Mandated Sick Leave: Cutting My Vacation Days

I’m back, after losing my internet service for a week and spending yet another day home waiting for Verizon (which threatened to keep me home an additional day besides). With the continual outages on the phone old lines that run to my house, I’ve probably spent three days of the 20 days off per year I get waiting for repairs. And now members of the City Council propose cutting my days off from 20 to 15.


The City Council is proposing to mandate five paid sick days off per year. A fine proposal for firms which currently provide no sick days and no vacation. But there is no doubt on what the effect on me would be. Rather than 20 days off, my firm would start providing 15 vacation days and five sick days, which could only be taken if I were sick (and possibly only if I could produce a note from a physician). And I’ve probably only stayed home one day because I was sick in the time I’ve been biking to work. In reality, I would get 15 days off rather than 20 and five unused sick days, unless I were willing to start lying.

Why doesn’t the City Council understand this? Perhaps because their experience is in government, where lots of sick days are granted and lying about being sick is common. Most city workers don’t start at 20 vacation days and 12 sick days. They start at 32 “vacation days,” if they either don’t get sick or come to work sick, which many do to save their “sick days” for the beach.

How do I know? Remember, I worked in government for 20 years or so, and understand the mentality. The holy trinity is sick leave when you aren’t sick, overtime to do work that could have been done on straight time, and early retirement pensions, presumably with a well-timed “pension incentive” to allow retirement even earlier while (another lie) “saving the city money.” If the city publishes data on the average number of sick days taken by title, check it out. Last time I did the police weren’t bad, but the fire department, New York City Transit and teachers were.

How about those who don’t have a “beat the system” attitude toward sick leave? They end up piling up an enormous amount of banked sick leave, available if they have a serious illness when they are older. If not used for that purpose, the city policy is those with ten or more years in get paid 1/2 day for each sick day. That’s a fair incentive, since they didn’t lie and stay home getting paid one full day for each sick day.

Of course since nobody respects or cares about the sucker public employees who do their jobs, the unused sick leave payout is a favorite target of conservative commenters.

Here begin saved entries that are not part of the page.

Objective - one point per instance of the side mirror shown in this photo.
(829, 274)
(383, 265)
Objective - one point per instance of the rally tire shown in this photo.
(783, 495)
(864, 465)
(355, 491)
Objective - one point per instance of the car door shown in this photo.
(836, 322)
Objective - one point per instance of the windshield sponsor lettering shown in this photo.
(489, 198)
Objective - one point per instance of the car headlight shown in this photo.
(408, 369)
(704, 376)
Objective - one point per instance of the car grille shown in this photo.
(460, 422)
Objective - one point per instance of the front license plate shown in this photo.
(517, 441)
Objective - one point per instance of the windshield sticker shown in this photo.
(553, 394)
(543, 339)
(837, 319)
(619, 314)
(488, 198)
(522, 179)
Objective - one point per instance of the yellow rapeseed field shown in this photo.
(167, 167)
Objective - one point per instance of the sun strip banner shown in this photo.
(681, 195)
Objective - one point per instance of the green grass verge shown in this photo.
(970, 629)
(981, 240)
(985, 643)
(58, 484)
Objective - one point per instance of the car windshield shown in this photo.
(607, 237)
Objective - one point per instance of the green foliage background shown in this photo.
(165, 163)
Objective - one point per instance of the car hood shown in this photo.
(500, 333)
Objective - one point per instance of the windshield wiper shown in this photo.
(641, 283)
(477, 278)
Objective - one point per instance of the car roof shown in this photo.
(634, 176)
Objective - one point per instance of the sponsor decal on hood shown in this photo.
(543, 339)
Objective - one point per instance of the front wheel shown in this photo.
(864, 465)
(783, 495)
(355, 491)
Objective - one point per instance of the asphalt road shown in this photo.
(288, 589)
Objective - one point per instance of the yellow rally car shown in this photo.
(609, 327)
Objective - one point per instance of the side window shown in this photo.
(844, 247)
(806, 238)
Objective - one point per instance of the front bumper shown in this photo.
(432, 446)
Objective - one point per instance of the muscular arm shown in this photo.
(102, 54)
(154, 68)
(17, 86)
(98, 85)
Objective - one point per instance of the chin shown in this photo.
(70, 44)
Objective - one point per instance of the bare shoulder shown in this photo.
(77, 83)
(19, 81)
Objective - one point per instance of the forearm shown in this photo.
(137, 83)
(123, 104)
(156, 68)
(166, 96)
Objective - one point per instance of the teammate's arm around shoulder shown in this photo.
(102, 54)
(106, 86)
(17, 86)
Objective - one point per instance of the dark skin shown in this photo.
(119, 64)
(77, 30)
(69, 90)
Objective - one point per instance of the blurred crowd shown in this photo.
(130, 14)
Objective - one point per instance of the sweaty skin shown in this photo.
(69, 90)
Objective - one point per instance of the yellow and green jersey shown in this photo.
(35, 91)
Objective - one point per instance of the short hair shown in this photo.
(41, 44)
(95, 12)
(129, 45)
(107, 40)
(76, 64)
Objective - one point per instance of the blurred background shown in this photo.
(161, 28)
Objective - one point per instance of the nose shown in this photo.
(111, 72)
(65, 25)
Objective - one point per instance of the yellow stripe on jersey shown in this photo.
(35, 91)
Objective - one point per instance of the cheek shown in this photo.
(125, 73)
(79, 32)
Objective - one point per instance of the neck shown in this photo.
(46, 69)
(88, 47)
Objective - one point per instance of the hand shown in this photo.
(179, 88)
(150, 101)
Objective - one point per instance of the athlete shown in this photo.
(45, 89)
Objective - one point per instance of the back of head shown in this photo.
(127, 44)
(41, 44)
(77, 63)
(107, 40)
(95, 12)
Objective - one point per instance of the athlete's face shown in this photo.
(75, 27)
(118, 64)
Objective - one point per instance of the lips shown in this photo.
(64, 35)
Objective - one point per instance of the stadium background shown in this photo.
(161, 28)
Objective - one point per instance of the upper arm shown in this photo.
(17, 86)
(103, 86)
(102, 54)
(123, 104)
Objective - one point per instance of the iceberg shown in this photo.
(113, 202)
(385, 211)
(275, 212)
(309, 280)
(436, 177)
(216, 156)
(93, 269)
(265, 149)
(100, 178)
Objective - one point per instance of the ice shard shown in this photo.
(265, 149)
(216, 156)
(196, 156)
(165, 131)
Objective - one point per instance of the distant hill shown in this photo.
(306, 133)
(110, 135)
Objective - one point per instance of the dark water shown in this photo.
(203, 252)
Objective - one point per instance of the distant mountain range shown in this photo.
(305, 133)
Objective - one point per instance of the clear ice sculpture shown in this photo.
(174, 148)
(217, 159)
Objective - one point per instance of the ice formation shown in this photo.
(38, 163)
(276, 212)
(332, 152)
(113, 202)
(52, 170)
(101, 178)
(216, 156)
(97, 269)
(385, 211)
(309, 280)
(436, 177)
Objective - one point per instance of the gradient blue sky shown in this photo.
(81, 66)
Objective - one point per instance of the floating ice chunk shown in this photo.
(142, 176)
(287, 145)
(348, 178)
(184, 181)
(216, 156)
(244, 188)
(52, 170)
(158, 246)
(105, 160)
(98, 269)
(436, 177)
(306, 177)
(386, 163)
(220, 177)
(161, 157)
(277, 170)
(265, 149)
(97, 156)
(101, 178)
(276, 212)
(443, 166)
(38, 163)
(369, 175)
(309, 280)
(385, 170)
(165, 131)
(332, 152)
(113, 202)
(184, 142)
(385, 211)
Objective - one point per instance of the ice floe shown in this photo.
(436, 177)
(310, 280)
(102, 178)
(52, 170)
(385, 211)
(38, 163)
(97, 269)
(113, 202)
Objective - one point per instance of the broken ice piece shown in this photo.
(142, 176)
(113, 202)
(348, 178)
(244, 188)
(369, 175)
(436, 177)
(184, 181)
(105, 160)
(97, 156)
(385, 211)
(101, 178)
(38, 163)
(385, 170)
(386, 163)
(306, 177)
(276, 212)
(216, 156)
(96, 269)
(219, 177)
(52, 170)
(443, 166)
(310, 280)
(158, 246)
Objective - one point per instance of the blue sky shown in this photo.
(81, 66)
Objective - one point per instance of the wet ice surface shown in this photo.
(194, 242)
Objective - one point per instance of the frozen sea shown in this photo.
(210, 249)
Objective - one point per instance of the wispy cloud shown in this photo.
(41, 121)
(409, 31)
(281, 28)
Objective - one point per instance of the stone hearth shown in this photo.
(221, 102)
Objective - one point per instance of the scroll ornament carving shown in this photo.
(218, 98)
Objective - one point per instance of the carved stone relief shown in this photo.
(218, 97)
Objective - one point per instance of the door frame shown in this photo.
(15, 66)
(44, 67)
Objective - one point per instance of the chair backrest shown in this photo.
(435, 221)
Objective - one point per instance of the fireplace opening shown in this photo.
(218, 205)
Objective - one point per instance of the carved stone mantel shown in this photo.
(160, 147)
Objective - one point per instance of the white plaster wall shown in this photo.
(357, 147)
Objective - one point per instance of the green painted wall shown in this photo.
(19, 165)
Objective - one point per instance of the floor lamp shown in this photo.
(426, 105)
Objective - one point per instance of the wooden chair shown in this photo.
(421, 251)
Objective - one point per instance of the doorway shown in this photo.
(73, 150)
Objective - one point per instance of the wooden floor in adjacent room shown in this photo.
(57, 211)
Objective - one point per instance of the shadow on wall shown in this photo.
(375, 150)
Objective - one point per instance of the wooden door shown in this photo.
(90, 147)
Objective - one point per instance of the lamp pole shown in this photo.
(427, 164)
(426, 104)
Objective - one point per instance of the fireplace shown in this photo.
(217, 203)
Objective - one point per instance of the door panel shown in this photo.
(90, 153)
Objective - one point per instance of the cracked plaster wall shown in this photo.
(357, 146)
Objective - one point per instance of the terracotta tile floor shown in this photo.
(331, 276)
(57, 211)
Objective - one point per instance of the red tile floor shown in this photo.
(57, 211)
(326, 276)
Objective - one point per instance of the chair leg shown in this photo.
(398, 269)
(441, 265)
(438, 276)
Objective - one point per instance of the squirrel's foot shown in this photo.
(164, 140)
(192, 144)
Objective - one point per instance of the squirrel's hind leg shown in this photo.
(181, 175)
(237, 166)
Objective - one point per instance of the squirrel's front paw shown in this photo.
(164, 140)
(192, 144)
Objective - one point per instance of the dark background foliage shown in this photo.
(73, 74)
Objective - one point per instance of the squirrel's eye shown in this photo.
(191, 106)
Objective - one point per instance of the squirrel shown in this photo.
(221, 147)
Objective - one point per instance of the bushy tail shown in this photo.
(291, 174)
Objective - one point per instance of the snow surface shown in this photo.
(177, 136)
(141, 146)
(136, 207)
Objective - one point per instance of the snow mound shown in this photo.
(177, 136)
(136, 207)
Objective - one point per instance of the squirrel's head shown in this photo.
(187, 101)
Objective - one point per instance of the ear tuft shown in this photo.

They may be pleased to know that my six months of banked sick leave rolled from New York City Planning to New York City Transit, and because I had changed agencies (the latter now considered a state agency) the MTA refused to pay out when I left. Which is fine with me, as I have more money than the MTA anyway, and knew it at the time (although the MTA didn’t seem to).

This defect in the bill could be satisfied by exempting firms that offer a significant number of personal days, say 15 or more. The counter-argument for sick days as sick days is that people will come to work when they are sick to save vacation otherwise, but there is sick and there is sick.

I woke up this morning feeling tired, but I still got out of bed, rode to 6:45 am Mass on a bicycle, and then on to work. That’s a sick day for some, but now I don’t feel tired anymore. And lots of people would still come to work actually sick to save their sick days for vacation.